Memory is such a funny thing. It is vastly more subjective that I thought it was in my twenties. It is not a file cabinet full of intact, coherent, cohesive facts that are strung together in any sort of narrative, yielding a ‘truth.’ Far from it. Memory is incredibly subjective, fluid, ephemeral, and fleeting. It is also incredibly precious.

At 59, I’m starting to see some rather troubling issues with my memory. This wasn’t supposed to happen at this age. Maybe later, but not before I even turned 60 (which is another thing I’m not thrilled about). I’m resolved to doing better by my memory. Losing my faculty of memory or even just degraded performance is where I draw the line in ‘behaviors I will accept’ sand.

I see how people cure themselves of serious diseases with the power of the will and their positivity. I think I can do the same with my memory. By a committed approach, that has three prongs.

  1. Non-acceptance

2. Exercises & Drills

3. Acceptance

The first prong is non acceptance. I will not go gently into the good night of diminished memory performance. This is the foundation of my entire strategy. This is my commitment. This is what will energize me and propel me through the struggle.

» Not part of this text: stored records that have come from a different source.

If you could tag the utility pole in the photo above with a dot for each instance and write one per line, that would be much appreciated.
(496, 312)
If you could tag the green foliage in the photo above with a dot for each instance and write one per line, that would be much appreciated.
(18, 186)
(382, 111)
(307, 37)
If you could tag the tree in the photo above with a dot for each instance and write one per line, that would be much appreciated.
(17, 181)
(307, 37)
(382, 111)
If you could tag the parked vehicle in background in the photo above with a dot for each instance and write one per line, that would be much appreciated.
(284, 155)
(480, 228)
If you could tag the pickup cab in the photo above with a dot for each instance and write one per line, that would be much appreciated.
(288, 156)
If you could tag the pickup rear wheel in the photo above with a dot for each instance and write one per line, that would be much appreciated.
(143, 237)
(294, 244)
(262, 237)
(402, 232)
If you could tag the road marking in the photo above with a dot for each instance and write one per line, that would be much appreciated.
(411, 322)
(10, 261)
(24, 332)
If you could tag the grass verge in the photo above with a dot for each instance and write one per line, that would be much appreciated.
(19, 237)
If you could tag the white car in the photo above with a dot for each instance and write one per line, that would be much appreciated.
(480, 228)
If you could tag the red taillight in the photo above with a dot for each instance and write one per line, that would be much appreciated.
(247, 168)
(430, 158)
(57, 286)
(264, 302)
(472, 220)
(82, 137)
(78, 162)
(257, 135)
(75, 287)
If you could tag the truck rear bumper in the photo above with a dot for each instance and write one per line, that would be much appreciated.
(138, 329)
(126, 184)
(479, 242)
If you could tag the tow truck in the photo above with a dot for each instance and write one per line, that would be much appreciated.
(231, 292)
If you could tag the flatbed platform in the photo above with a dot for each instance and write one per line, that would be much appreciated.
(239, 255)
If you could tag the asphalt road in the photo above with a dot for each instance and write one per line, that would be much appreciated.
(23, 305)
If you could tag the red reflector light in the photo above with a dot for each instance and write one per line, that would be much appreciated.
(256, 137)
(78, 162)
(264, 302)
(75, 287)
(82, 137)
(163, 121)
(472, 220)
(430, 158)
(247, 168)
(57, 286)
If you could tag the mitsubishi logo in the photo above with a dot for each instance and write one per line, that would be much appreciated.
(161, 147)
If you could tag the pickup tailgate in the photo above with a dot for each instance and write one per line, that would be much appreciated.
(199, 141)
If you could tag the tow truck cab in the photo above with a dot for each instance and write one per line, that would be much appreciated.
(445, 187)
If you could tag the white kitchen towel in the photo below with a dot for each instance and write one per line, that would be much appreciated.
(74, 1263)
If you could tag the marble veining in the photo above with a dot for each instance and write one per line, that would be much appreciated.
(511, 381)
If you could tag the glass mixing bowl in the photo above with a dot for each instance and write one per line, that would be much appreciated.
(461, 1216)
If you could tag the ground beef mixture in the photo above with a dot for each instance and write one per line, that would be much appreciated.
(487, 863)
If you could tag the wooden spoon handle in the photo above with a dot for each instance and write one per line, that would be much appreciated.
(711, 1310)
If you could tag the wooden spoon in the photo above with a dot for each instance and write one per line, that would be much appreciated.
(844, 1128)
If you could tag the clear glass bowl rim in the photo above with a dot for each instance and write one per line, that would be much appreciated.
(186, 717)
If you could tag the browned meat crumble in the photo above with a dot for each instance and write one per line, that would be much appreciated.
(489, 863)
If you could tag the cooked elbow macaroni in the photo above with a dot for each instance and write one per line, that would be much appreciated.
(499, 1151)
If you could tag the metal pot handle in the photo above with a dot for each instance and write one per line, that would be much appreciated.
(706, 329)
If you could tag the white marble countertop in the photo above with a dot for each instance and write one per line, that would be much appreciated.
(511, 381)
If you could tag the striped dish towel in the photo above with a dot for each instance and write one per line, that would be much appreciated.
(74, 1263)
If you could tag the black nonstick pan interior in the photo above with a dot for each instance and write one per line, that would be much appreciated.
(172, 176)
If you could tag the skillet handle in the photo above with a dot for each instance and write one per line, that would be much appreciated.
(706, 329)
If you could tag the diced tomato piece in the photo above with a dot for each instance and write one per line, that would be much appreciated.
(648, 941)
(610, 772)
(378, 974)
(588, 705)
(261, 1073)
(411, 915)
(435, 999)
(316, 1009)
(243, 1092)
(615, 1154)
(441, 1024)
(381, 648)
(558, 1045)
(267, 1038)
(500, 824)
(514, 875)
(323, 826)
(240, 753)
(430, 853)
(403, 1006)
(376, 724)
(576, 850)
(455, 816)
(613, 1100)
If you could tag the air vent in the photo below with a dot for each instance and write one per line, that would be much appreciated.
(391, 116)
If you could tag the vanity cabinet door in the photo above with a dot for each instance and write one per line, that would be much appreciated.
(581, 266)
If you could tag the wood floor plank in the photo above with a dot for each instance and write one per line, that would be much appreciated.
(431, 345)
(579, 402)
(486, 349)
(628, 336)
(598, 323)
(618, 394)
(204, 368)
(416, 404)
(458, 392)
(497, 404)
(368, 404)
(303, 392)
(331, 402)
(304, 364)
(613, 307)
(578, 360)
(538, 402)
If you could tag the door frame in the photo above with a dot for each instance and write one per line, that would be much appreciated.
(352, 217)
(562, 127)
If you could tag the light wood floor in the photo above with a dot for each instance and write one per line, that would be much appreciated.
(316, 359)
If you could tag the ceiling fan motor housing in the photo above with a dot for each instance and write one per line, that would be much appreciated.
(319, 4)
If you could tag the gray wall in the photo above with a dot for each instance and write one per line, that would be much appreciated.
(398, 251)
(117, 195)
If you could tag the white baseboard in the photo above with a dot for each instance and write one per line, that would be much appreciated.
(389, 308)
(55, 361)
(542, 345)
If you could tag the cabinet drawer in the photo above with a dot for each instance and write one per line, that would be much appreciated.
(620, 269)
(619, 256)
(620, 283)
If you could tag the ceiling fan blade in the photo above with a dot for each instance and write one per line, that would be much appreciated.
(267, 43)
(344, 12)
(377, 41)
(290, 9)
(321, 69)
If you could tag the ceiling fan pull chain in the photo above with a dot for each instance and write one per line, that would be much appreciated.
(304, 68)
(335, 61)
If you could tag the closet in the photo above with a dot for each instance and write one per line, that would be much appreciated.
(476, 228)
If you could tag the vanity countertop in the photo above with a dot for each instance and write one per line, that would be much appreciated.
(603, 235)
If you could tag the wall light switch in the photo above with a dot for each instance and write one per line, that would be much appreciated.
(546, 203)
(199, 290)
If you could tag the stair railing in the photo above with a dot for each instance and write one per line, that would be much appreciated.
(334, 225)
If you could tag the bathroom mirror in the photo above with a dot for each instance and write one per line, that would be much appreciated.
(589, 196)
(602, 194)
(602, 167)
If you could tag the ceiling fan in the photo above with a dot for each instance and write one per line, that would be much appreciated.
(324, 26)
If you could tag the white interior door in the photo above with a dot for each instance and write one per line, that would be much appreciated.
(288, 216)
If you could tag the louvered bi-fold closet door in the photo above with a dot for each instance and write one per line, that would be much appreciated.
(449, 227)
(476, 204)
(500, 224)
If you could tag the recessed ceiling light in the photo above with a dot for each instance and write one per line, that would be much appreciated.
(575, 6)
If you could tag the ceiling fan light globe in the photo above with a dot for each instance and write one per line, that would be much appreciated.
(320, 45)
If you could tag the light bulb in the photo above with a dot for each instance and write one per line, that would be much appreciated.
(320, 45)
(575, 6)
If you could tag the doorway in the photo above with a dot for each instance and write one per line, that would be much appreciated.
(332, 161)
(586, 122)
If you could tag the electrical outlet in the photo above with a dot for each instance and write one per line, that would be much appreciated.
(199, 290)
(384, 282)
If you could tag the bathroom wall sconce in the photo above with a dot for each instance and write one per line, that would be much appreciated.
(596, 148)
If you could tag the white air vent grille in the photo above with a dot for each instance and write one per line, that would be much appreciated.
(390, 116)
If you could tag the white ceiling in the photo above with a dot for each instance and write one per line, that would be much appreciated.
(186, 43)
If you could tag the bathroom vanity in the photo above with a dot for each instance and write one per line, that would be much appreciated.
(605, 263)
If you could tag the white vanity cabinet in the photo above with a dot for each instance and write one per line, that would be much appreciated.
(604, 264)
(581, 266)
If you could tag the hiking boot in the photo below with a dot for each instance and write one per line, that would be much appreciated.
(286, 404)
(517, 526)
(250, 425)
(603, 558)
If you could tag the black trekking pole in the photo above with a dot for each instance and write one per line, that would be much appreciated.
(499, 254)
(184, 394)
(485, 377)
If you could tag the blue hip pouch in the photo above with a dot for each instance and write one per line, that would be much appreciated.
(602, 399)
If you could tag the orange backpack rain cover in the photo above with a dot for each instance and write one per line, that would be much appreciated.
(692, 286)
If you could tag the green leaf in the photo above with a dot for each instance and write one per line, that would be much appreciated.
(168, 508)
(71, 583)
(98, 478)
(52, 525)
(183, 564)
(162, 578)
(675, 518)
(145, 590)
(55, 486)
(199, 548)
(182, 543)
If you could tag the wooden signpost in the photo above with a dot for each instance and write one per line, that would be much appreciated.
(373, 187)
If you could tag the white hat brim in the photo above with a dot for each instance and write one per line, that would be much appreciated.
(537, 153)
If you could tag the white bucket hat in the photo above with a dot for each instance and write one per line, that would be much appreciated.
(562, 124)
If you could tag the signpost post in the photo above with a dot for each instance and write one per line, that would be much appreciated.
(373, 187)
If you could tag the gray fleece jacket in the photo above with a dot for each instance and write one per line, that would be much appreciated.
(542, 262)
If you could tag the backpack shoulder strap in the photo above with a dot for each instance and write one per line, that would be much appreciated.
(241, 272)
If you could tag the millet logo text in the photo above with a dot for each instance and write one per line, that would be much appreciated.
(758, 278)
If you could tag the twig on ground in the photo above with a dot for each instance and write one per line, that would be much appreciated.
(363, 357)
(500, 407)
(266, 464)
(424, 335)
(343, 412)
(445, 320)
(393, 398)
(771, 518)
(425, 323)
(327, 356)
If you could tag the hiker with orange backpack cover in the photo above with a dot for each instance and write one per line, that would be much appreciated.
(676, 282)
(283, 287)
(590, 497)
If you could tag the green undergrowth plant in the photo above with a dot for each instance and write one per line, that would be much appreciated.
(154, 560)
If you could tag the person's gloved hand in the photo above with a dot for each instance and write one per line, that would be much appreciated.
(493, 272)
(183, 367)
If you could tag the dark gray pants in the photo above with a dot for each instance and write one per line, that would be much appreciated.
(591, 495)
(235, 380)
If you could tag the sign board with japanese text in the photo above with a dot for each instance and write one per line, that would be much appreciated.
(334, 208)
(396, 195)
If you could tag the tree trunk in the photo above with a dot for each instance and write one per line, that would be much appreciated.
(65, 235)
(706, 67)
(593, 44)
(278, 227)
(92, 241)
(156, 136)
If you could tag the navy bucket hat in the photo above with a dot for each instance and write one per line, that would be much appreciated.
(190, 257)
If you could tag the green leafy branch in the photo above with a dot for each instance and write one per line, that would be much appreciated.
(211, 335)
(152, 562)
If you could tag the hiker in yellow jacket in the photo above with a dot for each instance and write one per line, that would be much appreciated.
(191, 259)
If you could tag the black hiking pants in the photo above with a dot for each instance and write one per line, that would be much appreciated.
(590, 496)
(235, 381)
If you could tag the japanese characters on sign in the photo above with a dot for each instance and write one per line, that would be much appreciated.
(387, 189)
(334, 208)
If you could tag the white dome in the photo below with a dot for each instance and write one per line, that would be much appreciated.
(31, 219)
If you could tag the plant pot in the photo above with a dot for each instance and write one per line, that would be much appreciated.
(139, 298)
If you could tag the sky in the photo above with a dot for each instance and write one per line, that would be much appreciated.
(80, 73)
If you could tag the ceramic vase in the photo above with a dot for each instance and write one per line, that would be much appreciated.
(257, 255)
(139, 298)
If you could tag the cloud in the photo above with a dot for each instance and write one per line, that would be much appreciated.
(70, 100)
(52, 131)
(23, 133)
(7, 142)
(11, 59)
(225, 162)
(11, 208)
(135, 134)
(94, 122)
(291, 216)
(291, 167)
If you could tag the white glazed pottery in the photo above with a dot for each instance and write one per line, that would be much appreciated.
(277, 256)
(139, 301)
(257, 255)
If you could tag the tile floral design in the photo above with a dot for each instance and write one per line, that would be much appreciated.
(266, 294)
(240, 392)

The second key point is making the commitment to daily ‘exercises’ for the muscle or faculty of memory. I will commit to remembering as many longer poems as I can. I’ve always loved The Raven. It will do for starters. The Lovesong of J. Alfred Prufrock is a must as well. Ash Wednesday, also by Eliot. I could see spending up to 30 minutes a day with these type exercises. I could easily do them while I’m walking. Two birds, one stone. Puzzles, games, playing with my Rubik’s cube – whose solution depends upon memorizing long sequences of actions.

The third and final prong in my ‘Save-my-memory’ project is the antithesis of the first. Not accepting the natural decline in memory and cognition is the foundation, but some diminishment is inevitable. Also, there’s no sense in suffering with a program that is only based upon non-acceptance. Earlier this evening, I was searching for my comb. I looked and looked for it. I then remembered it had been in some shorts that I was wearing yesterday. So I switched my search target to be the shorts I’d worn yesterday. I went through my entire room before noticing that I was wearing the very shorts I was looking for. This was a little funny to me. But I can go full on OCD with trying to find lost items. Silly things like pens or, as in today, a comb! Ridiculous! Why suffer over such trivial, easily replaced items.

I think the tension between the first and last prongs is easily solved by adopting an inclusive, committed, but flexible set of expectations for how well I will do with this undertaking. The non-acceptance will be the motor driving me through the program, keeping me on the poems until I’ve memorized them. The acceptance will allow me to detach from getting so sideways over the loss of a comb. This is also a key thing meditation brings me, and I will renew my commitment to it as well.

The drills and exercises are a pretty obvious tool in combating an aging memory, but the other two points that bookend it are certainly of value as well.